Cancer vaccines have been a much sought after target by researchers for decades. There are two vaccines that can protect against viral diseases that are known to increase the risk of certain cancers, HPV and hepatitis B. But developing a broad effective vaccine that can directly prevent cancer from occurring has been a more difficult task thanks to itself. the nature of Cancer. First, cancer cells are mutated versions of the cells found in our body, so our immune system cannot recognize them as an enemy as easily as they can a virus. And because each cancer is specific to each person, creating a vaccine that works for everyone is not that simple.
In recent years, however, there has been progress in developing cancer vaccines on a more personal level. Researchers have discovered that tumors carry proteins on the surface of their cells that are not found on normal cells and can make them look different from our immune system. These proteins are called neoantigener. By creating vaccines that train the immune system to better recognize these neoantigens, researchers theorize, we can give our bodies a better chance of fighting a well-known cancer.

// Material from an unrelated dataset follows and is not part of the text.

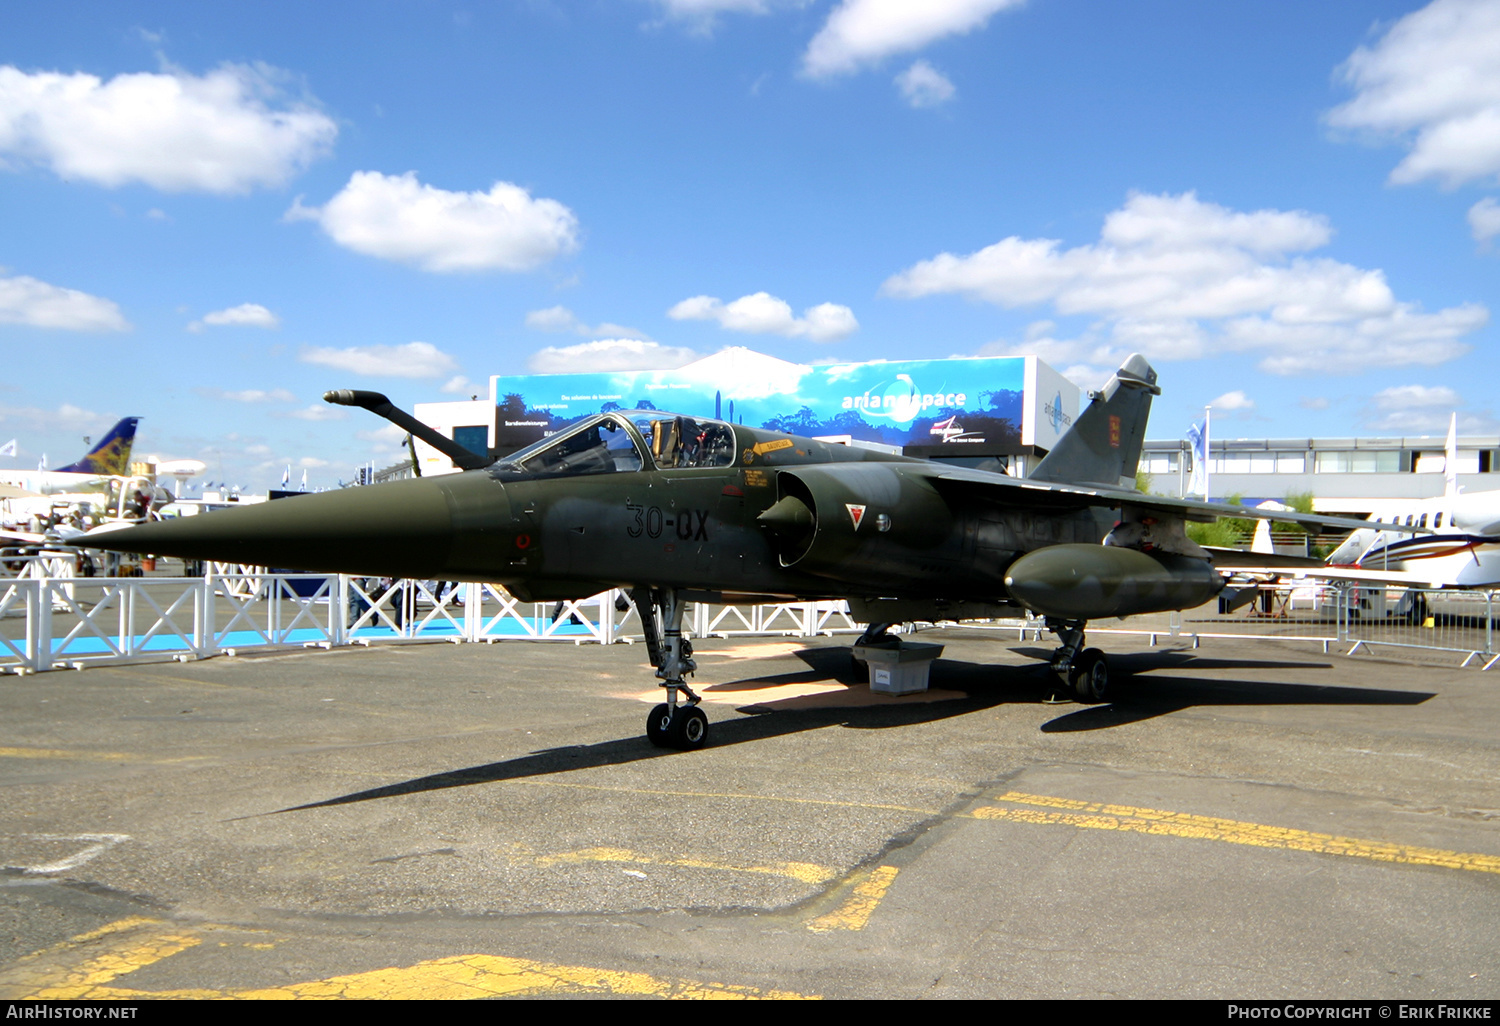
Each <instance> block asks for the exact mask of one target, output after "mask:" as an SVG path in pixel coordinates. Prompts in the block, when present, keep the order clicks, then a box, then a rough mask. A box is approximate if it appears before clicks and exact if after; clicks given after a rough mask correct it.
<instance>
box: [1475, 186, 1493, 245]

Researchers at the Dana Farber Cancer Institute in Massachusetts and elsewhere have been working on one of these vaccines (called NeoVax) for skin cancer melanoma as well as glioblastoma, the most common form of brain cancer and one that is very difficult to treat. While their work has done shown that the vaccine is well tolerated and appears to elicit an immune response in patients, only short-term results have been available so far. Their new paper, published in Nature Medicine, suggests that their vaccine also works over long distances.
“These neoantigens are the result of mutations found in a particular tumor – it is something that is created on an individual level. So our vaccines must be tailored to a patient’s cancer, ”said study author Patrick Ott per. Telephone. “But what’s new is that by using genomics and sequencing, we have been able to identify these mutations much faster and in a more cost-effective way than before.”
They gave NeoVax to eight patients who were considered at high risk for future, potentially fatal recurrences of advanced melanoma. They then tracked their health over the next four years and took regular blood tests to examine the body’s immune response to the cancer, especially tumor-specific T cells.
The vaccine was given to patients approx. 18 weeks after surgery to remove the tumor. Ott and his team found that volunteers continued to carry T cells specific for the neoantigens their vaccine had trained the immune system to remember. In some people, they also saw T cells that recognized other neoantigens specific for their tumor. It is an indication that their immune system is adapting to any lingering tumor cells in the body by creating even more weapons against them. All eight patients were still alive after nearly four years, six of whom appeared disease-free at last check-in.
Right now, it takes at best three months from a person’s diagnosis for researchers like Ott to create a personal vaccine. However, it is possible that these vaccines could one day be created in a much shorter time after a simple doctor visit. And while they may not be the “universal” cancer vaccine we all hope for, Ott sees no reason why these vaccines could not ultimately be obtained to help prevent the recurrence of any type of cancer.
The vaccines can probably be combined with other treatments. Two patients in the study with cancer that spread elsewhere were given immune control inhibitorsdrugs that allow the immune system to better target tumor cells. In these patients, the group found evidence that tumor-specific T cells had found their way to the metastatic tumors.
In the future, Ott and his team hope to improve their vaccine technology to create even more potent immune responses that, combined with drugs such as immunosuppressants, can treat advanced cancer cases. They are also now testing their vaccine with other cancers, while continuing to monitor their existing patients.